Couch also assisted with the writing of Canaan Smith’s debut album including his second single, “Hole in a Bottle.” As he explains, Smith wanted to write a song that was similar to the coolness of Eric Church’s “Drink In My Hand.”
“I happened to have that ‘Hole in a Bottle’ title, that idea, and sang what I had of it,” Couch recalls. “He got excited about it and Brett Beavers, who’s an amazing songwriter, amazing producer, was coming over to write with us that day and so when Brett got there, we told him the idea and he was excited about it. We were all in and we started pounding away at it and wrote the song and in a couple of hours we had that song done.”

While the three co-writers were hopeful that “Hole in a Bottle” would be Smith’s second No. 1 single, the song stalled at 23. Couch says it was tough and a huge heartbreak for each of the writers, but also completely out of their hands.

In the process of discussing his successes and failures, Couch offers advice to up-and-coming songwriters who are struggling to get their music heard. He urges to never think that someone else is taking your spot, either as a writer or artist, and not to look for success based on somebody else’s failure.

“When I look at the charts now or hear a song on the radio, I have nothing but respect for the guys that wrote it. I don’t care if it’s my favorite song or not. It’s just amazing that the song has made it that far and I cheer for them. I want them to be successful,” he says. “It’s a small town. We need to cheer for each other. We are, in a way, all in this together. There’s a lane for everybody.”
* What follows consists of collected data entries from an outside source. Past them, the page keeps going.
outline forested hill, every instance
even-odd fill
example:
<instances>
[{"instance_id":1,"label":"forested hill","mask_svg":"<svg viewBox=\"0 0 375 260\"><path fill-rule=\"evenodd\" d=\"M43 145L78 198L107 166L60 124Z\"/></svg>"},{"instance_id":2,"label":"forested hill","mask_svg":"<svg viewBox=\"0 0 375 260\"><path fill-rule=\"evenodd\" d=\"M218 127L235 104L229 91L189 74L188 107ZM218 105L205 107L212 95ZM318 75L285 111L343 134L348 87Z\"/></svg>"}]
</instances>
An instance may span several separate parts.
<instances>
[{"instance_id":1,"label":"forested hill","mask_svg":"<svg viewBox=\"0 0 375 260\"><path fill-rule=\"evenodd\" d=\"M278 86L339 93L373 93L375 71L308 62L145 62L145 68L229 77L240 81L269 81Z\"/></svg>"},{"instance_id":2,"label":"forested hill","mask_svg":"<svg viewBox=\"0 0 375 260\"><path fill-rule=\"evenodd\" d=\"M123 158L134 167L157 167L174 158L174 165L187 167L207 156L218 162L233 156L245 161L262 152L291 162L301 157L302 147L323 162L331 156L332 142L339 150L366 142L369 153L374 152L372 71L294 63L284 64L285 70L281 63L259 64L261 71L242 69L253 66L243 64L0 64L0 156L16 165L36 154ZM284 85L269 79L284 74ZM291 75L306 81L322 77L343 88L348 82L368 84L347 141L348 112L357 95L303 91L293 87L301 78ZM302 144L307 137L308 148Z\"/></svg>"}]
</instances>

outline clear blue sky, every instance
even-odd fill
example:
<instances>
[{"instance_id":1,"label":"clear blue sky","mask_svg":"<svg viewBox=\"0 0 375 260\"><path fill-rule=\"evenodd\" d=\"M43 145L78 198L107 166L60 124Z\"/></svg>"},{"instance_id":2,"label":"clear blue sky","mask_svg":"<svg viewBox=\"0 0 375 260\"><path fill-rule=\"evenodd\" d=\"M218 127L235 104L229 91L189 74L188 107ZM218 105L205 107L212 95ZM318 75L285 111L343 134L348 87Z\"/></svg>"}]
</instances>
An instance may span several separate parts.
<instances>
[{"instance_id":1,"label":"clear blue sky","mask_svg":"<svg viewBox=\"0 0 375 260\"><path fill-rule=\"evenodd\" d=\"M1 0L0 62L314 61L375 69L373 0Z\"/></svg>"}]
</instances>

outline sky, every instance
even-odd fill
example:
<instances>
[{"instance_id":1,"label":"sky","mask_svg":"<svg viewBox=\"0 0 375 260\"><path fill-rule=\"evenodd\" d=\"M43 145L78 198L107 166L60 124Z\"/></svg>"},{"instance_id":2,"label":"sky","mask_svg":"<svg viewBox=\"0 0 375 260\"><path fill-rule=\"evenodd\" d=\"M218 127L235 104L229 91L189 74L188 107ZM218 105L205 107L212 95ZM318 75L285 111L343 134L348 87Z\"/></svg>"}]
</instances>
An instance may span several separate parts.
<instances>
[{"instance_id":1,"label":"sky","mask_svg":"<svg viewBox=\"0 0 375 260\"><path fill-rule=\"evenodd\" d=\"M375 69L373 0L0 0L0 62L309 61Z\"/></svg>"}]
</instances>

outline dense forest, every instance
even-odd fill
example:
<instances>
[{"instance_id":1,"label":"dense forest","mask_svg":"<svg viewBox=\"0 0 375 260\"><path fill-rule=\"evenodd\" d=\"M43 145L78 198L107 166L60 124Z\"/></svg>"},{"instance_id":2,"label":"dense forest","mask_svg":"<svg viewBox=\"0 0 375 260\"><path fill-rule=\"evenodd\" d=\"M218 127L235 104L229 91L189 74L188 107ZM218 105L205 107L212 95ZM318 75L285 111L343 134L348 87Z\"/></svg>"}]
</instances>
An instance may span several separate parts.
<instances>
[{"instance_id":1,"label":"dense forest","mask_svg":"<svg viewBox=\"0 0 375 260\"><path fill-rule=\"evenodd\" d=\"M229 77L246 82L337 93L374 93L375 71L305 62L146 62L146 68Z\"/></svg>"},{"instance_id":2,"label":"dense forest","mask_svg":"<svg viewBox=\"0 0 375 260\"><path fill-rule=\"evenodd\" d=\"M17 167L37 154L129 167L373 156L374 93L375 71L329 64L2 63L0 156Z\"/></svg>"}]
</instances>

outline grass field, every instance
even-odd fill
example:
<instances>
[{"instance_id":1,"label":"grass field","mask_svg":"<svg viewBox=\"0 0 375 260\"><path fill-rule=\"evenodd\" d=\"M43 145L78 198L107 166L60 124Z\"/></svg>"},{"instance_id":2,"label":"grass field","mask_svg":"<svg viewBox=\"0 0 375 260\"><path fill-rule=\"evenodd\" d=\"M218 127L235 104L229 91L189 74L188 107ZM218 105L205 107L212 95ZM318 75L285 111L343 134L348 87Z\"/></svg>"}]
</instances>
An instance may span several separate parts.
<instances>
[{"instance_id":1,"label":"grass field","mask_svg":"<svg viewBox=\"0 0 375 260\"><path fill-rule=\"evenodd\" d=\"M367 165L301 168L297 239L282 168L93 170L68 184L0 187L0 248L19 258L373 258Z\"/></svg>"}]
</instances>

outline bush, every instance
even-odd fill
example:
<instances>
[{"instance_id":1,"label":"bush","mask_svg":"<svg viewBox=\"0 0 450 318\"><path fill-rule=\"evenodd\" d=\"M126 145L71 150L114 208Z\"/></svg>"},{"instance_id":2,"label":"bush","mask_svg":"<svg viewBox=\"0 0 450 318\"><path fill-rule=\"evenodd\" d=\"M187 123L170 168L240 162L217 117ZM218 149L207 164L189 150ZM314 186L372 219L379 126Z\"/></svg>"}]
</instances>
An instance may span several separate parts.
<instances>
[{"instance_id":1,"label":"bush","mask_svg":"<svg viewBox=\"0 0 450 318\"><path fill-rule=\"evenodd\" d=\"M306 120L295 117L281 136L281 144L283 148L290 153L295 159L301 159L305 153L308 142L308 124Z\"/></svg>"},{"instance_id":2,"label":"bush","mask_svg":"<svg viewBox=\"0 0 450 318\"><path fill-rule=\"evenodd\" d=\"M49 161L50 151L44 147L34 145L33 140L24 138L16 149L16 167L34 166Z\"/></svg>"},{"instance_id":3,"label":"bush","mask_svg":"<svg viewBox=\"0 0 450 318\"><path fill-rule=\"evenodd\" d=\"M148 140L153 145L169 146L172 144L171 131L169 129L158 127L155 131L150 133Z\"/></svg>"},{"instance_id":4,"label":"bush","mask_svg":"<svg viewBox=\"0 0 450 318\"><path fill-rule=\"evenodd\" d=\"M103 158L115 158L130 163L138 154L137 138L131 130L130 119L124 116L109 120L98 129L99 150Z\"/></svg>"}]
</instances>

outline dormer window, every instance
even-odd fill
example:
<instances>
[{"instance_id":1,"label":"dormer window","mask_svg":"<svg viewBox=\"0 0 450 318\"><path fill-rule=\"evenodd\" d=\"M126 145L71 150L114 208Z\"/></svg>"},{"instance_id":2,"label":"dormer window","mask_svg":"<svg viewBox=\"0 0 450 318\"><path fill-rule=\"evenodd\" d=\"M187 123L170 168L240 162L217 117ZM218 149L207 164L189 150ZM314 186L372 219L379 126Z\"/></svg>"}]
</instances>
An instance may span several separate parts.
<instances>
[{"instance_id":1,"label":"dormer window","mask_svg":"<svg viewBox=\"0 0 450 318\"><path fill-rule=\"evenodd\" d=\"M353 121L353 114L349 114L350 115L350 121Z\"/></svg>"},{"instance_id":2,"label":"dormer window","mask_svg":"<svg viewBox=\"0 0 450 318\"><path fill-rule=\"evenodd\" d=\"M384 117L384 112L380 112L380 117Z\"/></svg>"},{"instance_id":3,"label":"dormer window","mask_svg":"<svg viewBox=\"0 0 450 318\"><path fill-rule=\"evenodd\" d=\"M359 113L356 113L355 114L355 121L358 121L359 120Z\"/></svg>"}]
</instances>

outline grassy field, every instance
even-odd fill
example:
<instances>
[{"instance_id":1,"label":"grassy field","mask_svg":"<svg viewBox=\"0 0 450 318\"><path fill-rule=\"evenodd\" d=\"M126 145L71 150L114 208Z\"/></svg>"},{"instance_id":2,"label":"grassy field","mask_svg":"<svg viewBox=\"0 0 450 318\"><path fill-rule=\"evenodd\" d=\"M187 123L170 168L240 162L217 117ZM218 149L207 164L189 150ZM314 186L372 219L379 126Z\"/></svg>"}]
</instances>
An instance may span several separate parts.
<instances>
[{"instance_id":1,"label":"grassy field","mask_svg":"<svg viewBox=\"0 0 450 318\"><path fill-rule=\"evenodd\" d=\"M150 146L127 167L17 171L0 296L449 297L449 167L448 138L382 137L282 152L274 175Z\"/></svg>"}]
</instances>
Couch knows this from firsthand experience as he has seen the struggles and triumphs of a song working its way up the charts. While his dream of being the next Garth Brooks has transformed into being a hit songwriter, he also stresses the importance in following your instinct as one never knows where life can lead.

“If you have a dream, chase it. If you do, you might catch it. If you don’t, you never will,” he concedes.